Methodological Considerations and Best Practices in Multi-Payer PCMH Evaluations
Evaluations of PCMHs or transformation initiatives often include analyses of multi-payer claims datasets, now that these databases are more readily available. The use of these datasets provides new opportunities and new challenges for funders and evaluators. Evaluation methods should adapt to these datasets by addressing the varying populations included in them and by attempting to identify the mechanisms by which costs are or are not affected by the initiative evaluated.
PCMHs can affect health care costs by (1) changing the care processes such that the needed or selected service mix is different for patients served, or (2) by simply steering consumers to lower cost providers with no changes in the needed service mix. These two mechanisms for driving costs are conceptually different and evaluators conducting cost analyses on health care interventions may want to differentiate between them.
Adjusting for prices or payment rates is also important for evaluating health care transformation initiatives such as PCMHs because price variation can affect the results of evaluations or the interpretation thereof. The amounts paid for identical or similar services can vary widely across payers and providers. Medicaid, Medicare, and private insurers pay different amounts for the same services, and like services cost more at academic medical centers than at community hospitals. Price-adjustment standardizes the amounts paid in health care claims to reduce or eliminate the effect of differential prices or payments across health plan contracts, different payers, and different places of service for like medical procedures and treatments. When assessing health care transformation with multiple payers and populations, price adjustment may become just as widely used and essential as risk-adjustment.

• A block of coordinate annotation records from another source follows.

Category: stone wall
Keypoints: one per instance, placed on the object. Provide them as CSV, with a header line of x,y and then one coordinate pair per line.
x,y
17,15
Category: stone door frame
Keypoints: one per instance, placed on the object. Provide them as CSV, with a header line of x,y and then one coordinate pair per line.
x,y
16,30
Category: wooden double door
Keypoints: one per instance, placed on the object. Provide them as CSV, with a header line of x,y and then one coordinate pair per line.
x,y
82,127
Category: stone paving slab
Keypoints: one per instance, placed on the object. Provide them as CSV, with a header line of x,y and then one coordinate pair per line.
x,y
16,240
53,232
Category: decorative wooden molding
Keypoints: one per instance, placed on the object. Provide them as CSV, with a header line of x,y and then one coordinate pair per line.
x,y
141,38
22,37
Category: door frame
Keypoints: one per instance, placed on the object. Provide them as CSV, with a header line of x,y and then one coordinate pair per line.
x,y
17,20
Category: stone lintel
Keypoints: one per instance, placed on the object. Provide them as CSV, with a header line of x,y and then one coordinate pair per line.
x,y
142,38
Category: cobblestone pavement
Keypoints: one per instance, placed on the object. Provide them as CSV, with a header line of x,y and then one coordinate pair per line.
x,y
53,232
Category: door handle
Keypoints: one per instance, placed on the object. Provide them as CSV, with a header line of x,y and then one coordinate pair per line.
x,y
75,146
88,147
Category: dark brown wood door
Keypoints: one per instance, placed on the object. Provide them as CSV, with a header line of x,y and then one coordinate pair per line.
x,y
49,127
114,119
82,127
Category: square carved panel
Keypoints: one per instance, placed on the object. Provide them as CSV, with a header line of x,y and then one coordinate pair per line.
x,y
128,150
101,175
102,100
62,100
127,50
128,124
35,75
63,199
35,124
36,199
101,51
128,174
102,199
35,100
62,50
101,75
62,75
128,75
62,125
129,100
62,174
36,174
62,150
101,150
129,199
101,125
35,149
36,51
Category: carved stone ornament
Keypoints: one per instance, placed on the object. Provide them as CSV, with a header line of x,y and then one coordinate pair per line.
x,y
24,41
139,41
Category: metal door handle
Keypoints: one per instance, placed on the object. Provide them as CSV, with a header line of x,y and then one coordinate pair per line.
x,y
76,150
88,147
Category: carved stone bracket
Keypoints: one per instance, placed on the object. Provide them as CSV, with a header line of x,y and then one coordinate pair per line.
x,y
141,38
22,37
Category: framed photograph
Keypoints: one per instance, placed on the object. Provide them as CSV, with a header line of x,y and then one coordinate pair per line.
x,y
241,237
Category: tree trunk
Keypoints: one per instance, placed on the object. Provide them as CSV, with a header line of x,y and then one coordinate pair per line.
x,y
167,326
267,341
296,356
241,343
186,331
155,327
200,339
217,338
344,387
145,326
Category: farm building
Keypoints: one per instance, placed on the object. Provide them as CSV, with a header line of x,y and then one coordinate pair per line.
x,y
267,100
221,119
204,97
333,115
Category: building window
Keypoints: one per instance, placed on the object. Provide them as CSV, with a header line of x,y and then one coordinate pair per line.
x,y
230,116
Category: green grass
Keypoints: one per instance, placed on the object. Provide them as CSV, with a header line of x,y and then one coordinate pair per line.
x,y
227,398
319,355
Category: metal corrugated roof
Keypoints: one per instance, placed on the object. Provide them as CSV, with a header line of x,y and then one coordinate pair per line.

This paper discusses our application of the HealthPartners Total Cost of Care methodology to a multi-payer health care claims database constructed to assess Rhode Island’s PCMHs supported by its Care Transformation Collaborative (RI-CTC). We calculated price-adjusted health care expenditures using the amounts paid on the claims to determine whether the effects of medical homes on costs would be different when the cost data were adjusted to account for differential prices and payment rates. Other methodological consideration are also discussed, including the importance of assessing cost components rather than total costs, options for patient assignment, and handling differential observation periods among those in the dataset.